Bill Nygren, portfolio manager of Oakmark Fund and Oakmark Select Fund, recently had a great Q&A session at GuruFocus.
I highlight some insightful points below:
- Buy Criteria
- it sells it a large discount to our value estimate,
- we believe the value growth will be at least average, and
- we believe management will act like owners.
- Sell Criteria
- We sell when we lose any of those three supports.
- Failures are when we lose confidence in management or the ability to grow.
- Successes are sold when the value gap has become deminimis, or other stocks have fallen such that they are far more attractive than those we hold.
- 4 exceptions of selling at 90% of estimated intrinsic value
- We sell at less than 90% of value if we lose confidence in either the management or the ability of the business to grow. Effectively, those are sales of our mistakes.
- We sell at less than 90% of value if the business needs to be owned by someone else to maximize value (generally meaning acquisition synergy) and there is no reason to believe such a change in ownership is imminent.
- We will sell at less than 90% of value if non-owned stocks are available at less than 60% of value. The relative gap of 40-50% appreciation is what we are really trying to capture.
- We will wait for a holding to go long term if it is selling at around 90%-110% of our value estimate. If it increases past that, we’ll accept the short term tax penalty to avoid the risk of holding a significantly overvalued security.
- Important Traits
- To me, the most important traits are a combination of passion and discipline.

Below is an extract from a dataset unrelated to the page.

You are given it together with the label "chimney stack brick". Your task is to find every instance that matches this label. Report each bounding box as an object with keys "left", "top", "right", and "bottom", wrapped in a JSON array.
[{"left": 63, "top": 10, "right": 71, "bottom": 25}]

- Being able to stick to one’s investment philosophy through tough times is perhaps most important.
- Indeed, if it is thought of as a “job” that already makes success difficult. Successful investors have a passion for the challenge of investing, and to them, it is their way of life, not just a job.
- To be a value based consumer, and to have the confidence to rely on my own judgment even when the crowd came to a different conclusion.
- Investment Mistakes & Lessons
- Over the next twenty years, KM went bankrupt and Wal-Mart returned many times its cost. That mistake taught me a lot about sustainable competitive advantage, and the importance of corporate cultures. That was the start for me of realizing that qualitative analysis was as important as quantitative analysis.
- Sometimes value investors buy a stock to capture a valuation gap, but don’t adjust their valuation targets based on information that comes out after they purchase it.
- Investment Process
- I believe the most critical part of value investing is following a disciplined buy and sell process. If that is a given, then yes, finding new ideas is the next most important thing.
- We try to identify change that might make them qualify: for those that looked too expensive, we look for large stock price declines.
- Second largest source is probably management change.
- Statistical cheapness was a starting point, not an ending point.
- Value Investing
- To me, value investing is a way of making sense of the world, not just investing.
- Outlook
- We’ve seen small stocks outperform for about 7 years, and for 4 years we’ve seen commodity and cyclicals outperform stable growth, low quality outperform high quality, and International outperform US. Looking for values today, I would look away from those categories that have done well recently.